Lawmakers from both parties have repeatedly asked the administration how it intended to stretch its dwindling budget authority to supply Ukraine with weapons quickly — called presidential drawdown authority — without handicapping Kyiv’s efforts to mount a decisive counteroffensive against Russia this summer.

“I’m worried that it’s going to leave a gap,” Senator Susan Collins of Maine, the top Republican on the Senate Appropriations Committee, said in an interview Wednesday, before staff members were told about accounting revision. “I am concerned that the administration has not been forthcoming on how much more money they need, and at what period will the funds that we’ve appropriated run out.”

“They need to have the munitions they need and the capabilities that they need, and I think we need this big push this summer, to punch Putin in the mouth a few more times,” said Representative Elissa Slotkin, a Democrat from Michigan and a former C.I.A., State Department and Pentagon official who is on the House’s Armed Services Committee.

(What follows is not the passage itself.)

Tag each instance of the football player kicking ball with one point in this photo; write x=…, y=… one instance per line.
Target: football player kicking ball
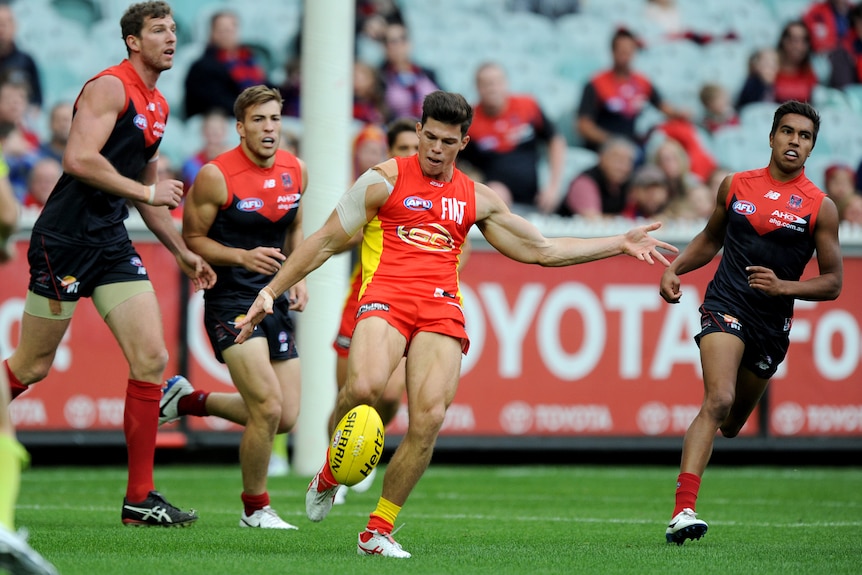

Presidential drawdown authority allows the administration to pull from existing weapons stocks, instead of waiting the several months or years it can take for defense contractors to manufacture weapons under new contracts. The Biden administration has highlighted the program as one of its signature achievements in helping Ukraine battle Russian forces.

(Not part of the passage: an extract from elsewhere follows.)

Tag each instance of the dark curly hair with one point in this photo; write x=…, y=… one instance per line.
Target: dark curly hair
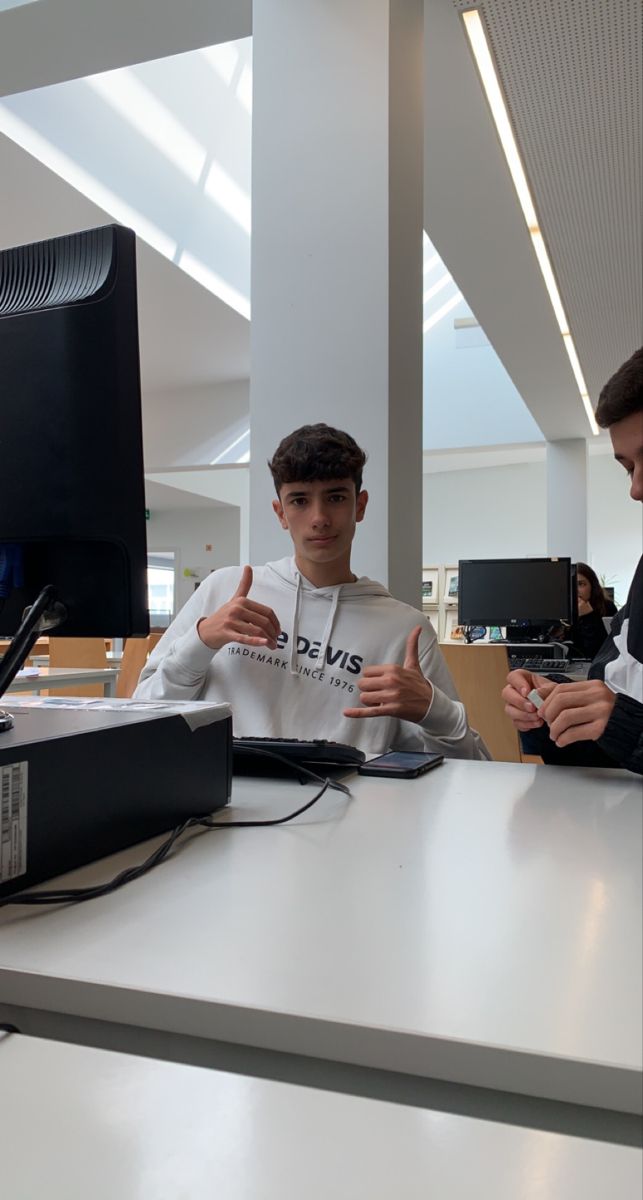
x=623, y=394
x=317, y=453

Under drawdown authority, the administration decides which weapons to send out from existing stocks and how to determine their value. Since the start of the conflict, the Pentagon has announced a new drawdown package about every two weeks, with each valued in the hundreds of millions of dollars.

But according to the administration’s own calculations, its coffers had been running low. Congress approved $14.5 billion in drawdown authority to last through the fiscal year, which ends on September 30. As of Wednesday, according to congressional aides, only $2.7 billion of that was left. That is not enough, they said, to sustain the current pace and size of military aid packages without running out of funds by July or August.